= Carol Lee Mei Kuen =

Carol Lee, or Lee Mei-kuen (born 1963) is a Hong Kong–based contemporary artist. Her work speculates on the concepts of time, memories and human relationships, utilizing shape, juxtaposition, color, rhythm and intensity. She is one of the founding members of MIA (Mere Independent Artists). She uses a time-based painting technique.

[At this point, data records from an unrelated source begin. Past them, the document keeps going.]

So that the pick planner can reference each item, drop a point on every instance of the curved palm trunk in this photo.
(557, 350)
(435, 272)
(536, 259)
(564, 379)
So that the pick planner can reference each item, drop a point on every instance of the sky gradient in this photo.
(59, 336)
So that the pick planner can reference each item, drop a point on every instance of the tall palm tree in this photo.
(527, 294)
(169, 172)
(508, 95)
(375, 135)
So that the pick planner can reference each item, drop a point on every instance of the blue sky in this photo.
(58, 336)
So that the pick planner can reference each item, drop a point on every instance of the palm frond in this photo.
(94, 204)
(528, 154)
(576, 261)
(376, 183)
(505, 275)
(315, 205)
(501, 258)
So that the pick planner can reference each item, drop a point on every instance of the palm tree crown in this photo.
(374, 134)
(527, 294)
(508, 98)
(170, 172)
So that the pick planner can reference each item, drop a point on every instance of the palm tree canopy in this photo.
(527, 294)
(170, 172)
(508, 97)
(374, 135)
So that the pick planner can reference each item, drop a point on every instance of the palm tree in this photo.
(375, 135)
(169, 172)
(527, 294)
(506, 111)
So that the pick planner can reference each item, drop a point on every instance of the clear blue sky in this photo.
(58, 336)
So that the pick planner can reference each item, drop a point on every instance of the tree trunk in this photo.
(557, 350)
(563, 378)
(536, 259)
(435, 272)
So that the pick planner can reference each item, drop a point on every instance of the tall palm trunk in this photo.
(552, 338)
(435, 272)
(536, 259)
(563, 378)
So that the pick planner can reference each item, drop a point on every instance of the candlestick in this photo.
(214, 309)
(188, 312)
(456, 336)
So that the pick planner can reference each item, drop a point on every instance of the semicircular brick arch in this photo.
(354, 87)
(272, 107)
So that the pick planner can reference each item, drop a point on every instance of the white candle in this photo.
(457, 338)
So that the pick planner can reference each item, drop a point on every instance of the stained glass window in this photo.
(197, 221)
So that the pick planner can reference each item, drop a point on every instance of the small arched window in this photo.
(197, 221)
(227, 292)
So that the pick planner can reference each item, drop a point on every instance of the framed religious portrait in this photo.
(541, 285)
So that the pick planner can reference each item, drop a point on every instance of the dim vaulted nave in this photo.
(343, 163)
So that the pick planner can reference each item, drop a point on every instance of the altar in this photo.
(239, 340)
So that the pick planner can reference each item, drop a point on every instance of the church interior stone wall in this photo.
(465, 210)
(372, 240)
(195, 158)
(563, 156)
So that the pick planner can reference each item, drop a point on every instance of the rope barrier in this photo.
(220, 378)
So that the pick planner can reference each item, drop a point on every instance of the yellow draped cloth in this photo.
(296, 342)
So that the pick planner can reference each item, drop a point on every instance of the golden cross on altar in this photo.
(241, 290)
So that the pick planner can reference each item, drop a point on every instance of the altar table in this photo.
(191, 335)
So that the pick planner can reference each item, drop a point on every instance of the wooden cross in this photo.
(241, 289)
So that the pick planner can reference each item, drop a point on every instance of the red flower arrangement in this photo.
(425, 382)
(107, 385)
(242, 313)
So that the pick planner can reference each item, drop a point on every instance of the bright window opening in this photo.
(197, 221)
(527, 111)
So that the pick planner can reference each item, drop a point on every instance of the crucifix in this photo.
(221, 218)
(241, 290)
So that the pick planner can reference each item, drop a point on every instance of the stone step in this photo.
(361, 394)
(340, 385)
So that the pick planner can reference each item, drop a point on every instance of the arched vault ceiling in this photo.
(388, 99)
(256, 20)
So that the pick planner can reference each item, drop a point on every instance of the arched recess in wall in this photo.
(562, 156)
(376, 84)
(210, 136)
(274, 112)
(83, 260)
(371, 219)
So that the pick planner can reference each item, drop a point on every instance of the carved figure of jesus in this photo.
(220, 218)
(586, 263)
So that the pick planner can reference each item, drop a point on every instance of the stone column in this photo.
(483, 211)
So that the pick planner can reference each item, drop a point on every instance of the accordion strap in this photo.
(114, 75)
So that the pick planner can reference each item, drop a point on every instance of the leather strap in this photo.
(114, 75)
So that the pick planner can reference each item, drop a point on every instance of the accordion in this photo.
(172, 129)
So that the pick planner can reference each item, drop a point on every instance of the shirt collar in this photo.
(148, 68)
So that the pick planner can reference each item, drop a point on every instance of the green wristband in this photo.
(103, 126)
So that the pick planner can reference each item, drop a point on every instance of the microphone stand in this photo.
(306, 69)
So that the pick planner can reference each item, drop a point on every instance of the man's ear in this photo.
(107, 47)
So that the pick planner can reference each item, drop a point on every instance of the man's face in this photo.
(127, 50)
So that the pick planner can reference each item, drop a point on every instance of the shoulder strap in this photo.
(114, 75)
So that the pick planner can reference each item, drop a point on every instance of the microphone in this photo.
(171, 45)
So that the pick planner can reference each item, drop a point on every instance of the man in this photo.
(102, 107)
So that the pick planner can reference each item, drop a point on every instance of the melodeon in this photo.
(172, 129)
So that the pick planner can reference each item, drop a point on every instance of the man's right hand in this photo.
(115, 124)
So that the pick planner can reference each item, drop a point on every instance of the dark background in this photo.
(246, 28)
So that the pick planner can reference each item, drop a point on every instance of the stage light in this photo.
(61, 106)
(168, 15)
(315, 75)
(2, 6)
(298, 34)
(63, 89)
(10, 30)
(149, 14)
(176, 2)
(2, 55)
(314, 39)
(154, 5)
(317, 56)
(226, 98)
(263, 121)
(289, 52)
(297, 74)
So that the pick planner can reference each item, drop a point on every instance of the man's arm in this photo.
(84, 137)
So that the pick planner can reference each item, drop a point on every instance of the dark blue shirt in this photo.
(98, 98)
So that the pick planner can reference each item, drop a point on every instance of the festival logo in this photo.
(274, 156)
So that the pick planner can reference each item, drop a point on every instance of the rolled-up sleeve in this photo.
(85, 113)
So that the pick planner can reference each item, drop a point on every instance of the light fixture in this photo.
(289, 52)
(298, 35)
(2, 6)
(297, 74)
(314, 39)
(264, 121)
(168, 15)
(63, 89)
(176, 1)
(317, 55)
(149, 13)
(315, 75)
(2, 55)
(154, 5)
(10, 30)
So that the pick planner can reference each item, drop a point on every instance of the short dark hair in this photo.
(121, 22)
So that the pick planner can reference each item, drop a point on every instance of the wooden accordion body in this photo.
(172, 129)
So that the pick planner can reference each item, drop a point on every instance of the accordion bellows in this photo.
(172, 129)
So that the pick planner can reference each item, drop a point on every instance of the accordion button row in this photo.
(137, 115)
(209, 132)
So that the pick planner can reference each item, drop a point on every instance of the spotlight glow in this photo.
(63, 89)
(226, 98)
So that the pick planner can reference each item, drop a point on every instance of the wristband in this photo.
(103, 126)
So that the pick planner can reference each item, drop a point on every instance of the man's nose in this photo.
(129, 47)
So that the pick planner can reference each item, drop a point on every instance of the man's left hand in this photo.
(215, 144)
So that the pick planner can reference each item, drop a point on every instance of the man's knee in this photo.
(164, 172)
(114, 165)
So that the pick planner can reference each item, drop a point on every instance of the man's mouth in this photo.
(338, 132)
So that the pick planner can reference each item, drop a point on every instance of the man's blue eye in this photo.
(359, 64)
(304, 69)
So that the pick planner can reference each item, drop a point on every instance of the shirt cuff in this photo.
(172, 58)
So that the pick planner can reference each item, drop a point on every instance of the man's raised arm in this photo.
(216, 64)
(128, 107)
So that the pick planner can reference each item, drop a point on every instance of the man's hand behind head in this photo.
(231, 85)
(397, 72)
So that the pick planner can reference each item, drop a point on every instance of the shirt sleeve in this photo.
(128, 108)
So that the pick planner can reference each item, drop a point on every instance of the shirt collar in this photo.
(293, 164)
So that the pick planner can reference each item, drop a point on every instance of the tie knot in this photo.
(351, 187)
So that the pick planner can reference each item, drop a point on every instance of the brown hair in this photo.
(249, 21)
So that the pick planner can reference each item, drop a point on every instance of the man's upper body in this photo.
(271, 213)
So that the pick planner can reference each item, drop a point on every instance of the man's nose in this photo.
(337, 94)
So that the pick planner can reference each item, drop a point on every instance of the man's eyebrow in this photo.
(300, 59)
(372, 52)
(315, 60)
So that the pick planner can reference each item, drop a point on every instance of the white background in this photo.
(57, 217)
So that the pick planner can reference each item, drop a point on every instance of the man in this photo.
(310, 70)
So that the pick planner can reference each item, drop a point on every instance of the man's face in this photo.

Lee received an MFA degree from RMIT University.

== Work ==
Lee's work has been described as "visually minimal and static."

==Works on paper==
Lee's artwork usually consists of her tracing shadows of objects with a pencil on newsprint paper, cutting out a stencil and then exposing the paper (under the stencil) to sunlight. This causes the color of the paper to change and deepen in areas exposed to light.

The difference between photography and her works are that her methods do not include chemical substances that preserve color, therefore according to Lee, her work illustrates a philosophy of time painting.

==Glass art==
Lee also produces sculptures in plate glass. She had produced a chair fabricated in panels of transparent glass, as well as a robot, and other objects. These works have been exhibited at the Hong Kong Arts Center, the Alexander Tutsek-Stiftung Foundation, Munich, Germany, the Lviv Glass Museum, Ukraine, among other venues.

== Exhibitions ==
Exhibitions include:
- ‘Chinese Abstract painting competition’ in Macau Art Museum, 2008
- Glass China, Alexander Tutsek-stiftung, Germany, 2008
- Art Container Project West Kowloon Cultural District, 2008
- Beyond Luminosity, Fotan Loft, 2008
- Till the end of the World, 1a space, cattle depot, 2007
- Under-layers Sino group, 2006
- To set fire and stir wind, 10 Chancerylane Gallery, 2004

==Collections==
Her work is held in the permanent collection of the M+ Museum of modern and contemporary art in Kowloon.